Zuck admits biz recruited too hard during pandemic and decline in advertising forced his hand

Meta is making more than of 11,000 employees redundant following the dramatic decline in profits and the subsequent share price dive at the end of last month.

In a post made public this morning after being shared with the workforce, company chief Mark Zuckerberg said the layoffs were the "most difficult change we’ve made in Meta's history."

He added:

I've decided to reduce the size of our team by about 13 percent and let more than 11,000 of our talented employees go. We are also taking a number of additional steps to become a leaner and more efficient company by cutting discretionary spending and extending our hiring freeze through Q1.

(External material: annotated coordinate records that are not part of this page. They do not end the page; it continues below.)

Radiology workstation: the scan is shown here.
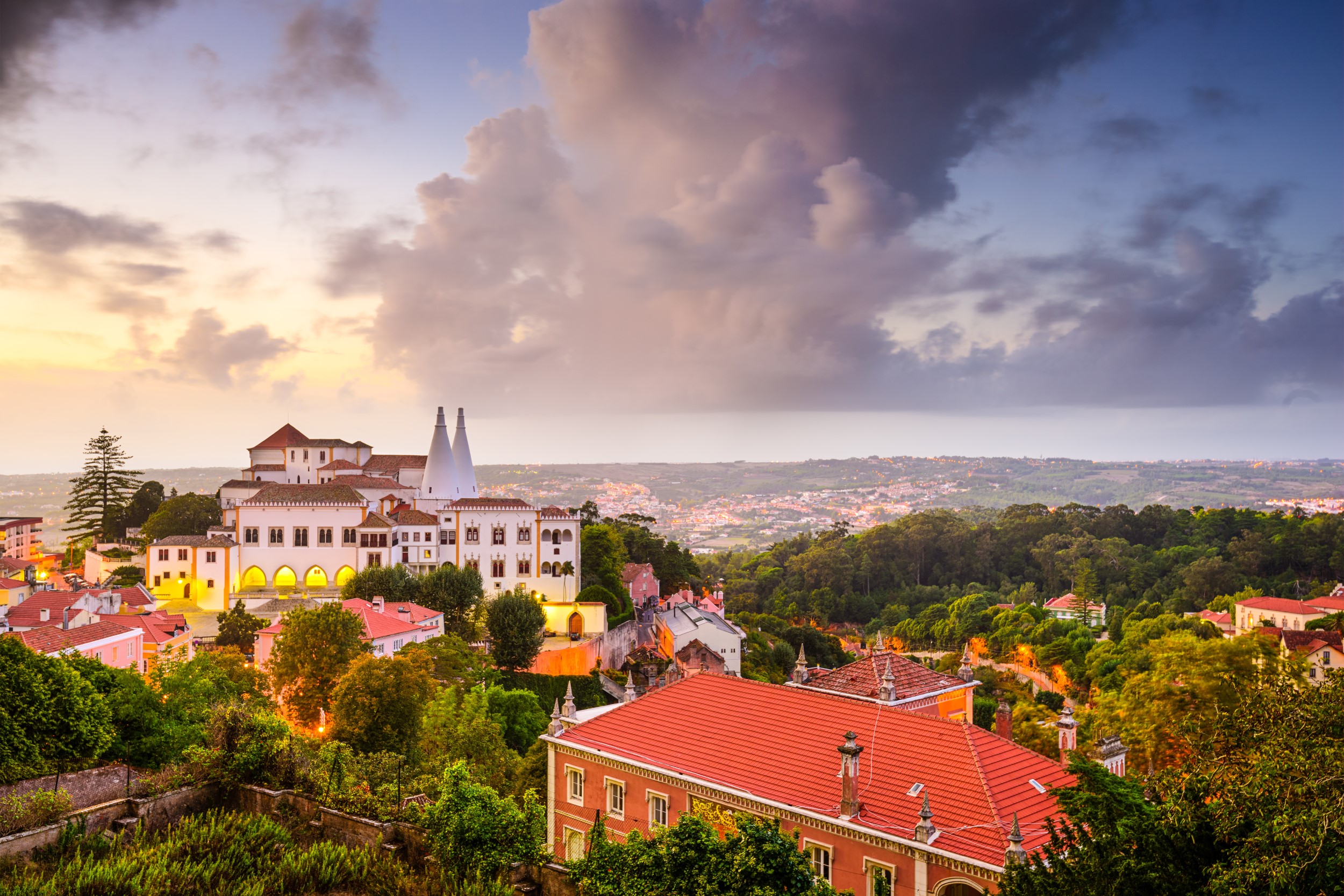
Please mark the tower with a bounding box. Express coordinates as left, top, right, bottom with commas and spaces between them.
421, 408, 460, 501
452, 408, 480, 498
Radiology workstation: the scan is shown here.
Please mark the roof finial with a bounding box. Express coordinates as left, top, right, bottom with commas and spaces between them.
916, 787, 938, 844
1004, 813, 1027, 865
793, 641, 808, 685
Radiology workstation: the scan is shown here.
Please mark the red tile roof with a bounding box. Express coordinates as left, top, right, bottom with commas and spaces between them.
249, 423, 308, 446
5, 619, 134, 658
558, 673, 1073, 866
1236, 598, 1322, 615
803, 650, 968, 700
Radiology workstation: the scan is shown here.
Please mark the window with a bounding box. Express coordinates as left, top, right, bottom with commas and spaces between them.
649, 793, 668, 828
808, 844, 831, 881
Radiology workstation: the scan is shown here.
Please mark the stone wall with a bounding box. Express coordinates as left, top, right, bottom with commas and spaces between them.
0, 764, 140, 809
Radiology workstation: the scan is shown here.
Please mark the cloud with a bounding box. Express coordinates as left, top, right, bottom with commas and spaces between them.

The social media corporation – home to Facebook, Instagram, and WhatsApp – last month reported revenue of $27.7 billion, down 4 percent year-on-year, but profit plunged 52 percent to $4.4 billion.

Weaker advertising demand was blamed, "impacted by the uncertain and volatile macroeconomic landscape," said CFO David Wehner in late October.

Meta is suffering at the hands of Apple's privacy focused tweaks to its operating system, with Meta estimating earlier this year that the iOS privacy change will cost it $10 billion.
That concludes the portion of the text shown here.